Lift produced by the wing is, \[L=\frac{1}{2}\rho _{\infty}V_{\infty}^{2}SC_{L}=\rho _{\infty}SC_{L}\]\[\Rightarrow C_{L}=\frac{L}{\rho _{\infty}S}\]

L = Weight of the airplane = \(1000\times9.8 = 9800\,N\)

Therefore, \[C_{L} = \frac{9800}{1531.25\times15}=0.427\]

Lift slope of the wing will be, \[a = \frac{a_{0}}{1 + \frac{a_{0}}{\pi AR}\left ( 1+\tau \right ) }=\frac{5.8442}{1+\frac{5.8442}{\pi\left ( 6.67 \right )}\left ( 1+0.1 \right )}=4.472\,per\,radian = 0.0781\,per\,degree\]

Also, Coefficient of lift is given as \[C_{L}=a\left ( \alpha -\alpha _{L=0} \right )\Rightarrow 0.427=0.0781\left ( \alpha -\left ( -2.5^{\circ} \right ) \right )\Rightarrow \alpha = 2.97\,degree\]

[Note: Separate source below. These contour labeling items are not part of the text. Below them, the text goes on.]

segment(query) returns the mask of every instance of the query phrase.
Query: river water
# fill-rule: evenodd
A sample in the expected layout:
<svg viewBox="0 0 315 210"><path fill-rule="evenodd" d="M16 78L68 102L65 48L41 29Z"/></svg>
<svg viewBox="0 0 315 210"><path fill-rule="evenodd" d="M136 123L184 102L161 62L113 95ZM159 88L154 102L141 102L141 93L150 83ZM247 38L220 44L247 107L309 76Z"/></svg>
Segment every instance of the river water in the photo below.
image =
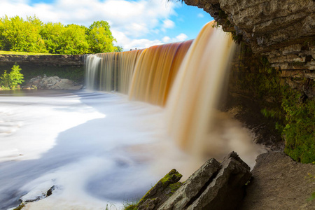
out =
<svg viewBox="0 0 315 210"><path fill-rule="evenodd" d="M20 199L41 199L25 209L121 209L173 168L184 180L209 158L236 150L253 166L261 152L248 131L221 116L209 156L195 160L169 137L164 114L118 93L1 92L0 209Z"/></svg>
<svg viewBox="0 0 315 210"><path fill-rule="evenodd" d="M119 209L141 198L160 178L151 167L154 144L164 139L161 114L111 93L1 92L0 209L54 185L31 209Z"/></svg>

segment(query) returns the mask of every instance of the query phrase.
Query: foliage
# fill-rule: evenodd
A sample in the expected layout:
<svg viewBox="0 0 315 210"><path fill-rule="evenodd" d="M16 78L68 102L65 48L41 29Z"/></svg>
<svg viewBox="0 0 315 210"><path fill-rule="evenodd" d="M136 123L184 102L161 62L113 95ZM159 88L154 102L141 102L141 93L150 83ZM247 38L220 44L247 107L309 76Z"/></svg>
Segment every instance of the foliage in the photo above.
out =
<svg viewBox="0 0 315 210"><path fill-rule="evenodd" d="M17 52L17 51L4 51L0 50L0 55L50 55L51 53L29 52Z"/></svg>
<svg viewBox="0 0 315 210"><path fill-rule="evenodd" d="M39 31L43 23L36 17L0 18L0 47L4 50L47 52Z"/></svg>
<svg viewBox="0 0 315 210"><path fill-rule="evenodd" d="M306 178L309 178L309 181L311 181L311 183L315 181L315 176L314 175L311 174L310 173L308 173L307 176L308 176L308 177L306 177ZM312 193L311 197L308 199L309 201L312 201L314 200L315 200L315 191Z"/></svg>
<svg viewBox="0 0 315 210"><path fill-rule="evenodd" d="M122 46L115 46L115 48L116 48L116 49L115 50L115 52L122 52L123 51L123 48Z"/></svg>
<svg viewBox="0 0 315 210"><path fill-rule="evenodd" d="M94 53L103 52L115 52L116 48L113 42L116 40L113 37L109 29L110 26L106 21L94 21L88 30L88 40L90 50Z"/></svg>
<svg viewBox="0 0 315 210"><path fill-rule="evenodd" d="M18 85L24 82L24 76L20 71L22 70L19 65L13 65L10 73L4 70L4 73L0 76L0 83L5 88L15 89Z"/></svg>
<svg viewBox="0 0 315 210"><path fill-rule="evenodd" d="M248 55L251 52L245 48L242 53ZM276 122L275 128L285 141L287 155L303 163L315 161L315 99L289 87L265 57L258 64L253 64L253 59L246 57L243 61L248 63L243 64L243 67L258 66L259 72L247 69L239 84L241 89L250 90L260 99L261 112Z"/></svg>
<svg viewBox="0 0 315 210"><path fill-rule="evenodd" d="M132 201L132 202L127 201L123 204L123 206L124 206L123 209L124 210L136 210L136 209L137 209L137 208L136 208L137 204L138 204L138 201Z"/></svg>
<svg viewBox="0 0 315 210"><path fill-rule="evenodd" d="M43 23L36 17L0 18L0 50L54 54L115 52L116 40L106 21L95 21L89 28L60 22ZM118 49L121 50L121 49Z"/></svg>

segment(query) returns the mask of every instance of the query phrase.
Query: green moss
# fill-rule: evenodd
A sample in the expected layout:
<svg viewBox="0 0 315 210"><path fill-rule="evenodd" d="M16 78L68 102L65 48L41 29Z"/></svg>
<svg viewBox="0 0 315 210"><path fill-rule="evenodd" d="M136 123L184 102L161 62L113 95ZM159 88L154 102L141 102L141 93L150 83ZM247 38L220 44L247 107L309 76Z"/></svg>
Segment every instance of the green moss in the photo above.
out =
<svg viewBox="0 0 315 210"><path fill-rule="evenodd" d="M240 56L243 63L239 65L244 74L237 85L260 100L261 112L275 122L275 128L285 141L287 155L303 163L315 161L315 99L286 85L280 72L272 68L265 57L259 63L251 63L251 52L246 48L243 46ZM314 81L307 78L299 78L299 81L304 87L314 85Z"/></svg>
<svg viewBox="0 0 315 210"><path fill-rule="evenodd" d="M183 175L176 172L176 170L172 169L169 174L166 174L163 178L162 178L160 181L164 185L165 183L169 183L171 180L173 179L174 176L176 176L177 178L180 179Z"/></svg>
<svg viewBox="0 0 315 210"><path fill-rule="evenodd" d="M180 182L176 182L173 184L169 185L169 188L171 189L171 193L173 194L181 186L182 186L182 183Z"/></svg>
<svg viewBox="0 0 315 210"><path fill-rule="evenodd" d="M21 204L20 206L14 209L13 210L21 210L22 208L25 207L24 204Z"/></svg>

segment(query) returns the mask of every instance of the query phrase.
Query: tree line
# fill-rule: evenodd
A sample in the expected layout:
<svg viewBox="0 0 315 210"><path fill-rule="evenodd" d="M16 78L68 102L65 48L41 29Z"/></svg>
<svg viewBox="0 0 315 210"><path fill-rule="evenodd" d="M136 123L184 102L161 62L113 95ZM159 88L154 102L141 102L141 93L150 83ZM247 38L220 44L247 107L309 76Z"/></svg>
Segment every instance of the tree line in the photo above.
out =
<svg viewBox="0 0 315 210"><path fill-rule="evenodd" d="M0 50L53 54L120 52L115 46L106 21L94 21L89 27L60 22L43 23L36 16L0 18Z"/></svg>

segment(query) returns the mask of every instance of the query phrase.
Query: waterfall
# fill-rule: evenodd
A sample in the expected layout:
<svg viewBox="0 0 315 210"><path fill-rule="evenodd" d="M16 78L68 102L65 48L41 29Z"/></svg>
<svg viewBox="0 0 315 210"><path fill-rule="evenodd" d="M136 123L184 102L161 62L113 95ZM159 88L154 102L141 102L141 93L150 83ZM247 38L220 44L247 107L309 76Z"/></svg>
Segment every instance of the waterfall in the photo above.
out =
<svg viewBox="0 0 315 210"><path fill-rule="evenodd" d="M95 75L89 62L100 58L97 90L165 106L171 136L183 149L199 153L209 141L234 46L211 22L193 41L88 56L86 75Z"/></svg>
<svg viewBox="0 0 315 210"><path fill-rule="evenodd" d="M96 55L88 55L85 57L85 85L88 90L95 89L97 71L101 58Z"/></svg>

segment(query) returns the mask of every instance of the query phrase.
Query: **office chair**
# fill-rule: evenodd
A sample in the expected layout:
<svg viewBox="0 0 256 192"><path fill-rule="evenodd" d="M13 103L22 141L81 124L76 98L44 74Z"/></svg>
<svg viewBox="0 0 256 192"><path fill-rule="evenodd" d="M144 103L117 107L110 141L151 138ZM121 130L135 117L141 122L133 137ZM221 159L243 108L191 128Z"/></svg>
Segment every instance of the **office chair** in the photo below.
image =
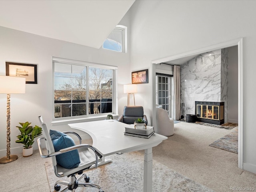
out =
<svg viewBox="0 0 256 192"><path fill-rule="evenodd" d="M40 156L42 158L52 158L54 172L56 176L58 177L66 176L70 177L70 182L61 180L56 182L54 184L54 190L57 191L60 190L60 186L59 184L61 184L67 186L65 188L61 191L62 192L68 191L68 190L74 192L76 188L82 187L94 187L98 188L99 190L99 192L104 192L98 185L88 183L90 178L87 176L86 174L83 174L83 170L89 169L92 165L95 164L95 168L97 168L98 161L98 156L101 158L102 156L92 146L86 144L82 144L81 137L78 134L74 132L68 131L61 132L57 131L50 130L50 133L49 133L46 125L44 122L42 116L39 116L38 119L42 124L43 133L45 135L45 137L41 137L37 140ZM50 134L52 133L53 134L50 135ZM74 142L71 138L66 134L74 134L77 136L79 139L80 144L75 145ZM61 136L60 136L60 135ZM56 137L58 137L56 136L59 136L59 138L56 139ZM52 141L53 139L56 139ZM60 140L60 142L59 142L59 144L64 145L63 146L66 144L67 144L69 143L70 141L71 143L72 142L74 143L74 146L67 148L67 146L65 146L64 147L63 147L63 146L58 147L57 146L56 144L58 143L58 141L59 141L58 140L59 139L66 140L64 142L63 140ZM41 141L44 141L45 142L47 154L44 154L43 152L41 145ZM64 145L63 144L64 143L66 144ZM54 144L55 145L54 145ZM71 145L72 145L72 144ZM55 152L54 147L56 148L59 147L62 149L58 149ZM89 152L89 149L94 152L95 156ZM73 153L73 154L70 153ZM76 156L77 158L76 160L75 160L74 158L76 158L76 155L77 155ZM66 156L62 156L63 155ZM71 158L71 159L70 159L69 158ZM100 160L101 160L101 159ZM70 162L73 162L74 161L75 161L75 164L71 165L71 167L70 165L69 166L66 164L70 164ZM60 165L60 164L62 166ZM67 168L66 167L63 167L63 166L65 167L70 166L70 167L68 167ZM76 178L76 174L81 175ZM80 180L83 178L84 178L85 182L79 183Z"/></svg>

Induced drag is given as \[D_{i}=q_{\infty}SC_{D,i}\]\[ C_{D,i}=\frac{C_{L}^{2}}{\pi e AR}=\frac{\left ( 0.427 \right )^{2}}{\pi \left ( 0.6 \right )\left ( 6.67 \right )}=0.0145\]

Therefore, \(D_{i} = \left ( 1531.25 \right )\left ( 15 \right )\left ( 0.0145 \right ) = 333.05\,N\)